島根県の旧斐川町(現出雲市)の職員として数多くの企業誘致に携わった故福間敏氏を知ってもらおうと、島根大の毎熊浩一教授(行政学)が「ギリギリ公務員 福間敏」(ハーベスト出版)を執筆した。ボサボサの髪とよれたシャツ姿に加え、出雲弁で語りかけるスタイル。官民問わず人々を魅了した「企業誘致の神様」の規格外な働き方に焦点を当てた。(共同通信=白神直弥)
福間氏に薫陶を受けた関係者が、功績を残したいと毎熊教授に依頼したのがきっかけ。経営者や元自治体職員からエピソードを聞き取り、約5年かけて完成させた。
福間氏は1951年、県東部の旧斐川町で生まれた。30代で町が企業誘致に向けて新設した課に配属されてから約20年間、産業振興に尽力。2003年には政府による「地域産業おこしに燃える人」に選ばれ、退職後は県企業立地課の参与も務めた。

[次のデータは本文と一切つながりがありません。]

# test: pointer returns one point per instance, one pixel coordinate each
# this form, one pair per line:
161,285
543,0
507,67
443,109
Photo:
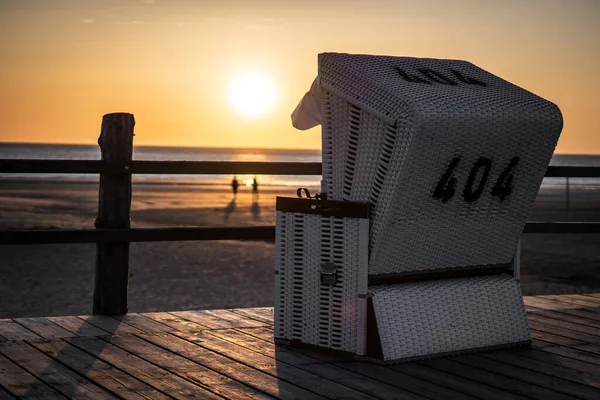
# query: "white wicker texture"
306,309
419,320
390,141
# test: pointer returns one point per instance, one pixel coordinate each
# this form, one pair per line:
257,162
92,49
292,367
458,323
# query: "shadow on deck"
230,354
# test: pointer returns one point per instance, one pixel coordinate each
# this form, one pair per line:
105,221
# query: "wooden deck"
230,354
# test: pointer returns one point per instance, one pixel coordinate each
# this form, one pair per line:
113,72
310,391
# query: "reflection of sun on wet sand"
58,279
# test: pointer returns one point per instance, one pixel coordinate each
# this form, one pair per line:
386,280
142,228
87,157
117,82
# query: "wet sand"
38,280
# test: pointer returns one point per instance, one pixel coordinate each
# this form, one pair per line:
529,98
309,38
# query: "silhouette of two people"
254,187
234,185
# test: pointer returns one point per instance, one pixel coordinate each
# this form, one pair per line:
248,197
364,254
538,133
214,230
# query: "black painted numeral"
445,188
470,195
503,186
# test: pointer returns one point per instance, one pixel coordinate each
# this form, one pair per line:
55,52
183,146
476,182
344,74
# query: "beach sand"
41,280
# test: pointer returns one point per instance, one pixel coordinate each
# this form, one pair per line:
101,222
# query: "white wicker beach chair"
450,158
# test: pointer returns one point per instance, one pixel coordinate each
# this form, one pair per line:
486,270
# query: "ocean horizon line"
162,146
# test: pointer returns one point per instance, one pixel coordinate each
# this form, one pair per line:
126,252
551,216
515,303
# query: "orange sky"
65,63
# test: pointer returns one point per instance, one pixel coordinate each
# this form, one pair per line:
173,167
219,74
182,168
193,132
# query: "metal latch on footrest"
328,274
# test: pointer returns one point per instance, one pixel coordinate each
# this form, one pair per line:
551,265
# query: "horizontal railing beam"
159,167
264,233
8,237
30,166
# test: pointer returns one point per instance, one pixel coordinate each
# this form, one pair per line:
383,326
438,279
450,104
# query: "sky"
174,63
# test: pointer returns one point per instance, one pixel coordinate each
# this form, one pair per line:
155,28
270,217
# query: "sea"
157,153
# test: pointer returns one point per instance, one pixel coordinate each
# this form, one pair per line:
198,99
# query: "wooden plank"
256,314
541,385
54,374
256,379
584,333
177,323
187,369
218,319
43,327
78,326
282,371
453,381
22,384
108,324
563,317
141,369
114,209
582,304
554,365
543,339
13,331
563,308
376,372
573,353
142,323
99,372
5,395
585,297
208,322
326,368
491,379
580,339
235,320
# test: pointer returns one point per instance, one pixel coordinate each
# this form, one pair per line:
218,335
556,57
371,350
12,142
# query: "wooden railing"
113,233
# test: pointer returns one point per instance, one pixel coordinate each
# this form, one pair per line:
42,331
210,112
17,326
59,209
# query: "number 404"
446,186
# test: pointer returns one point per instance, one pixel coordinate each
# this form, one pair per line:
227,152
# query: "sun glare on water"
252,94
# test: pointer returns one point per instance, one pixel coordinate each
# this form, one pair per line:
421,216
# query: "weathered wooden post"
114,205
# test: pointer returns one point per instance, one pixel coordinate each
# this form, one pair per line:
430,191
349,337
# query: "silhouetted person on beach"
234,185
255,187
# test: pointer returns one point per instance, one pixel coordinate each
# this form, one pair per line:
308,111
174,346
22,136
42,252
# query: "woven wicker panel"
307,310
393,142
417,320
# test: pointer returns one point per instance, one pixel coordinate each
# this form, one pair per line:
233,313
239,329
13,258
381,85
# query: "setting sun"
252,94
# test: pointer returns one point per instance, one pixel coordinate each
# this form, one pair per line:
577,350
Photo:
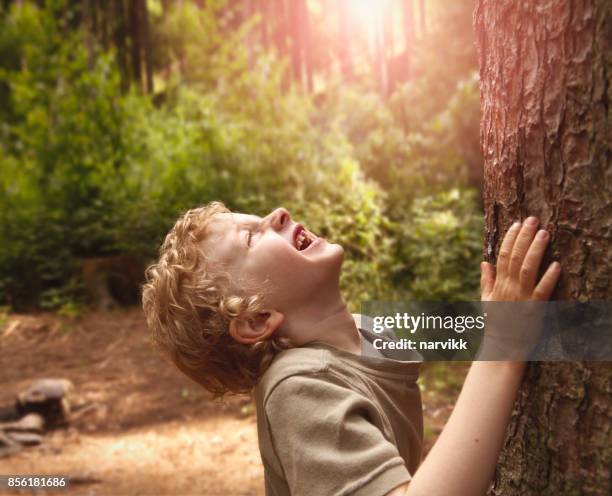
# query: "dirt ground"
139,427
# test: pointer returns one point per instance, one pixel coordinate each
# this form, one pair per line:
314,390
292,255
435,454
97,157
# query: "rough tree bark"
546,136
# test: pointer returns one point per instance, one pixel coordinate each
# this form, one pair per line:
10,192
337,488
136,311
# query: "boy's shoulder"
294,362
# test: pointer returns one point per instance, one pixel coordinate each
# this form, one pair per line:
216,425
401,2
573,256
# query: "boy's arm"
463,459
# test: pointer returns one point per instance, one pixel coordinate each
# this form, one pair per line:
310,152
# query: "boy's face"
276,254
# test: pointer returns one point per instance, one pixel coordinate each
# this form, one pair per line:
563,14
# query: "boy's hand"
512,330
518,263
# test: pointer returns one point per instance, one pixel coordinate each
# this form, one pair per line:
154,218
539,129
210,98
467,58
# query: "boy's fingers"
506,249
531,264
521,245
487,278
548,282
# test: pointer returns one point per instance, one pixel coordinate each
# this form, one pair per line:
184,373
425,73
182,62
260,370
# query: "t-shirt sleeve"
328,442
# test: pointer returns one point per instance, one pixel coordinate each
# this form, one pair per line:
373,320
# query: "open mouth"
302,239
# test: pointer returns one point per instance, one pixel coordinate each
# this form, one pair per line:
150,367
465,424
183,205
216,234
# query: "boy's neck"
336,327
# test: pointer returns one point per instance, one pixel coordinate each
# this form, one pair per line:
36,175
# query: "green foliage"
439,246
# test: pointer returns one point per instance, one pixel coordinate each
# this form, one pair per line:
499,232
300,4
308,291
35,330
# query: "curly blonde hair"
188,308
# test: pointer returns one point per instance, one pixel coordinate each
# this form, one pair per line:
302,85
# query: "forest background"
360,117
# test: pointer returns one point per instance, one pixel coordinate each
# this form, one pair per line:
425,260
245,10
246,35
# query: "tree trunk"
345,42
146,45
135,39
546,136
422,18
295,34
118,16
306,44
408,12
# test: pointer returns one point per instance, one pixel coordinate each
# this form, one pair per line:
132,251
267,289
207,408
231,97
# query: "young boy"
240,302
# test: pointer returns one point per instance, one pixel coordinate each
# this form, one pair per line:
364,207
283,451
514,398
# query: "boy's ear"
251,328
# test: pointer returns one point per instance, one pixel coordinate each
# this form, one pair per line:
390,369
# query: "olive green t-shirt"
334,423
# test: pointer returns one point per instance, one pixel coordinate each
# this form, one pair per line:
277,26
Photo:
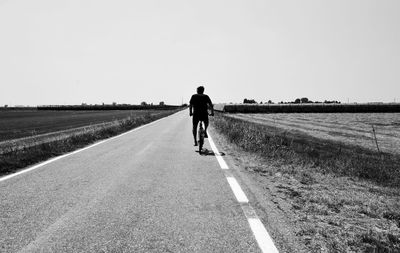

村田製作所や富士通といった有名企業など約20社を呼び込み、地場産業の発展にも取り組む姿を紹介。用地取得のために朝早くから農家を数十軒回って地権者を口説き落とす様子や、通訳が必要なほどの出雲弁で企業の役員と親しくなるなど「人たらし」で魅力的なエピソードを盛り込んだ。
毎熊教授は「本書は英雄譚ではない」と強調する。島根大の講義で集まった福間氏の働き方を批判的に見る学生のリポートも紹介。「公務員の理想の姿そのものだ」と評価する声がある一方で「プライベートも仕事に費やす姿勢は現代の若者に受容されにくい」とする意見も取り上げた。
毎熊教授は「当時における福間氏なりの誠実な仕事ぶりを知ってもらいたかった」としつつも、「必ずしも福間氏の働き方をまねする必要はない。仕事に対する自分なりの向き合い方を考えてもらえれば」と期待した。